Outlier detection benchmarks#

Warning

The datasets.outlier module optionally requires the package networkx to generate outliers for multi-class problems using emmott_labeler. We can install the packages using pip:

pip install networkx

Wildboar is bundled with support for outlier detection. The primary focus is on detecting samples that deviate from what is expected, i.e., outlier samples, as opposed to detecting deviating patterns or time points. Since there are no good benchmark datasets for outlier detection (except for wildboar/outlier, which we construct using the emmott_outliers), we support the constructing benchmark outlier datasets from traditional classification tasks.

Minority labeler#

Perhaps the simplest approach to generate outliers implemented in Wildboar is the minority_labeler. The minority labeler selects a small fraction, specified as n_outliers, of the minority class as the outlier samples:

>>> from wildboar.datasets.outlier import minority_labeler
>>> x_outlier, y_outlier = minority_outliers(x, y, n_outliers=0.05)
../../../_images/minority-light.svg../../../_images/minority-dark.svg

Majority labeler#

Another equally simple approach to generate outliers implemented in Wildboar is the majority_labeler. The majority labeler selects a small fraction, specified as n_outliers, of the majority class as the outlier samples:

>>> from wildboar.datasets.outlier import majority_labeler
>>> x_outlier, y_outlier = majority_labeler(x, y, n_outliers=0.05)
../../../_images/majority-light.svg../../../_images/majority-dark.svg

Emmott labeler#

Wildboar implements a more sophisticated approach to generate outliers, first published by Emmott et.al (2013) [1]. Wildboar implements the default version, but, by default, converts the the time series to an interval representation using transform.IntervalTransform for both the confusion and difficulty estimator. The default confusion estimator is a sklearn.ensemble.RandomForestClassifier and the default difficulty estimator is a kernel logistic regression model with RBF-kernel. The emmott_outliers can construct synthetic outliers from both binary and multi-class problems, and allows the user to specify a desired difficulty, i.e., the separation between inliers and outliers. By default, it returns a tight cluster of the simplest outliers:

>>> from wildboar.datasets.outliers import emmott_labeler
>>> x_outlier, y_outlier = emmott_labeler(
...    x,
...    y,
...    n_outlier=0.05,
...    variation="tight"     # default
...    difficulty="simplest" # default
... )
../../../_images/emmott-light.svg../../../_images/emmott-dark.svg

but we can request a dispersed collection of the most difficult samples:

>>> from wildboar.datasets.outliers import emmott_labeler
>>> x_outlier, y_outlier = emmott_labeler(
...    x,
...    y,
...    n_outlier=0.05,
...    variation="dispersed"
...    difficulty="hardest"
... )

Note

To generate outliers for multiclass problems, we must install the package networkx.

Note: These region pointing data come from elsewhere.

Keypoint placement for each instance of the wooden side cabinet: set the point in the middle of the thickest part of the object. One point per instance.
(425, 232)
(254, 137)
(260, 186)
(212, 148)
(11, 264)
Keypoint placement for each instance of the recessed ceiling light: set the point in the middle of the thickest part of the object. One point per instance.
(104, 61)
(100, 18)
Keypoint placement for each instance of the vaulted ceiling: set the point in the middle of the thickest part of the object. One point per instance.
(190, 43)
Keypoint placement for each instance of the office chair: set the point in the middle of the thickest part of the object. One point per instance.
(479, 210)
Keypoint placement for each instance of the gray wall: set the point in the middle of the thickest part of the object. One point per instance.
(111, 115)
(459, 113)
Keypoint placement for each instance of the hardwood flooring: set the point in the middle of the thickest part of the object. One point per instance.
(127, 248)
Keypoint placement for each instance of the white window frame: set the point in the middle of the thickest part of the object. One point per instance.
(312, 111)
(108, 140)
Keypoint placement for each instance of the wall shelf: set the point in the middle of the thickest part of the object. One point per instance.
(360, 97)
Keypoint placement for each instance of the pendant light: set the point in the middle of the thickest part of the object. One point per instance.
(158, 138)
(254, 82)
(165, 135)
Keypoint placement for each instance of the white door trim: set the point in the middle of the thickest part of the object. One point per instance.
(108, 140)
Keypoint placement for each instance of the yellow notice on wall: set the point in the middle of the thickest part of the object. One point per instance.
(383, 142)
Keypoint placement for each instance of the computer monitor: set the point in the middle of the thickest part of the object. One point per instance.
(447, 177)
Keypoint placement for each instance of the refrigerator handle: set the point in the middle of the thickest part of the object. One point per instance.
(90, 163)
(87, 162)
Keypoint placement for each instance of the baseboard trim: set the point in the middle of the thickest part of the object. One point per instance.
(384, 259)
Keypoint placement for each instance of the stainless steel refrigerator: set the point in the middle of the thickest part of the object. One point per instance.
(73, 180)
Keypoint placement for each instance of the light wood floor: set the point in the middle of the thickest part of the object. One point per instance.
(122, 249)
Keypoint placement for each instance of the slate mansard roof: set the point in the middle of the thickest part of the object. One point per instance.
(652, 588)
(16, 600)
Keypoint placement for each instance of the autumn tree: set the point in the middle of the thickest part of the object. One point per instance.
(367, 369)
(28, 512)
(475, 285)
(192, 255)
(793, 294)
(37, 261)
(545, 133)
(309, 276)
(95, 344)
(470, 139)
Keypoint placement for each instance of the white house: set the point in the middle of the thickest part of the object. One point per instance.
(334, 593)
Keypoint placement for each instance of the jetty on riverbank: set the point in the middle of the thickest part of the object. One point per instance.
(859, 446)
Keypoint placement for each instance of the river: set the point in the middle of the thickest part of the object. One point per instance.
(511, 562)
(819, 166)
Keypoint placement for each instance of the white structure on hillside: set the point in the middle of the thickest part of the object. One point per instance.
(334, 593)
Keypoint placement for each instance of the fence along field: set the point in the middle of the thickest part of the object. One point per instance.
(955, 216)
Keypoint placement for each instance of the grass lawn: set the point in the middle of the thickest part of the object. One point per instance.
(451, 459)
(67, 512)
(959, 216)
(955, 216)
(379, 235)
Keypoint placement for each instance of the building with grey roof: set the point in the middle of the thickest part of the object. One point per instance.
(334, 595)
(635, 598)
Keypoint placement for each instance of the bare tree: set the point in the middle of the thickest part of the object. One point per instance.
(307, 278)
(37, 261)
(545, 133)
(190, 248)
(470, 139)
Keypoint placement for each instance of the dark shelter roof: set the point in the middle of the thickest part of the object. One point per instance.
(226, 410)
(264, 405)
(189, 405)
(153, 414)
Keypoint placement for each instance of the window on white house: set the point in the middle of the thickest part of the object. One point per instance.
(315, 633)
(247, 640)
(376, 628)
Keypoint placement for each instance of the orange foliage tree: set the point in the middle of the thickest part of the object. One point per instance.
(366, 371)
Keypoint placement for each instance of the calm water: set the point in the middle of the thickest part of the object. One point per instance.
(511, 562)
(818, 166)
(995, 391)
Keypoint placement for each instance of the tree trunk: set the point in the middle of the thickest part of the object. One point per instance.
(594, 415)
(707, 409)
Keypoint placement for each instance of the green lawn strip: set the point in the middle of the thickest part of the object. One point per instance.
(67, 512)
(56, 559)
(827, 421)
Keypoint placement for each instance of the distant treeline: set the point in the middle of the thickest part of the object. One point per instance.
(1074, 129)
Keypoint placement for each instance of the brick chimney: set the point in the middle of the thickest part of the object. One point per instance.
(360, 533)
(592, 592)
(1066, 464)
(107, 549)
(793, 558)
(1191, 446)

../../../_images/emmott-hard-light.svg../../../_images/emmott-hard-dark.svg

The emmott_labeler discretizes the difficulty scores assigned by the difficulty estimator into n discrete bins determined by the scale parameter. By default, the difficulty scores are assigned into four bins according to the ranges [0, 0.16], [0.16, 0.3], [0.3, 0.5] and [0.5, 1.0] (scale=[0, 0.16, 0.3, 0.5]), but we can specify other scales as either a list or an int. If we specify an integer, the difficulty scores are quantized into scale percentiles, e.g., scale=4 results in the ranges [0, 0.25, 0.5, 0.75]. We can then request outliers of specified difficulty with the difficulty-parameter, e.g., difficulty=1 selects samples with difficulty scores in the first quantile. We can also specify multiple difficulties by passing a list, e.g., difficulty=[1, 4] selects the simplest and the hardest outliers.